頭の良い人≠行為の人
寺田寅彦は「科学者とあたま」と題する評論でこう述べている。
頭の良い人はあまりに多く頭の力を過信する恐れがある。その結果として自然が我々に表示する現象が自分の頭で考えたことと一致しない場合に「自然のほうが間違っている」かのように考える恐れがある。(略)科学の歴史はある意味では錯覚と失策の歴史である。偉大なる愚者の・頭の悪い・能率の悪い・仕事の歴史である。頭の良い人は批評家に適するが、行為の人にはなりにくい。全ての行為には危険が伴なうからである。けがを恐れる人は大工にはなれない。失敗をこわがる人は科学者にはなれない。科学も、やはり頭の悪い・命知らずの死骸の山の上に築かれた殿堂であり、血の川のほとりに咲いた花園である。一身の利害に対して頭が良い人は戦士にはなりにくい。(小宮豊隆編「寺田寅彦随筆集第4巻」岩波文庫)

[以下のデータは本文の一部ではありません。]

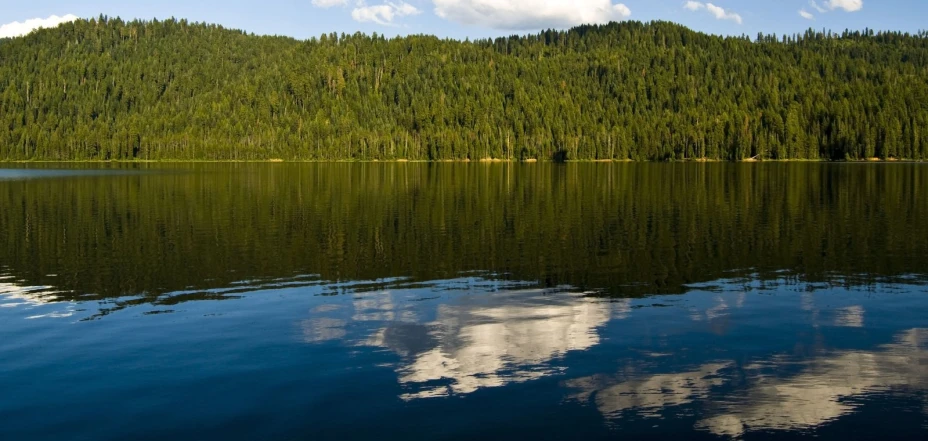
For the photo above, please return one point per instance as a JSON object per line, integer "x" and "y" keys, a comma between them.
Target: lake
{"x": 402, "y": 301}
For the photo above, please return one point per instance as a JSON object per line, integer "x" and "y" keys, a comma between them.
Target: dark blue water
{"x": 233, "y": 305}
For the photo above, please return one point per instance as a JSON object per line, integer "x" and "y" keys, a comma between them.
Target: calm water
{"x": 464, "y": 301}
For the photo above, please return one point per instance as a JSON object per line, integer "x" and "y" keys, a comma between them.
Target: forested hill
{"x": 108, "y": 89}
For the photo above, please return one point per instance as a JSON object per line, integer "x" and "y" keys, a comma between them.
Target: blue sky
{"x": 484, "y": 18}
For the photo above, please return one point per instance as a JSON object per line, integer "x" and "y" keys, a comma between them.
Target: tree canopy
{"x": 109, "y": 89}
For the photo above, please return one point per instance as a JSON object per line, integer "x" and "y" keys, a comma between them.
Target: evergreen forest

頭の良い弁護士は「頭の力」を過信するおそれがある。実際の事件が我々に提示する現象が自分の頭で考えたことと一致しない場合に「事実のほうが間違っている」と考える可能性すらある。が、そんな馬鹿な話はない。実務家にとっては目の前の事実が全て。弁護士の仕事も「錯覚と失策の連続」だ。偉大なる愚者の能率の悪い行為の連続と言える。「頭の良い人」は批評家(法律学者や裁判官)には適するが行為の人(弁護士)には向いていない。弁護士が行う全ての行為には危険が伴なう。だから法的意味の「けが」を恐れる人は弁護士には向かない。「失敗」を怖がる人も弁護士には向かない。弁護士の仕事は頭の悪い・命知らずの・死骸の山の上に築かれた殿堂であり「血の川のほとりに咲いた花園」である。失敗に対して敏感すぎる人は弁護士に向いていない。何故ならば我々は大工であり・科学者であり・戦士であり、要するに「行為の人」だからである。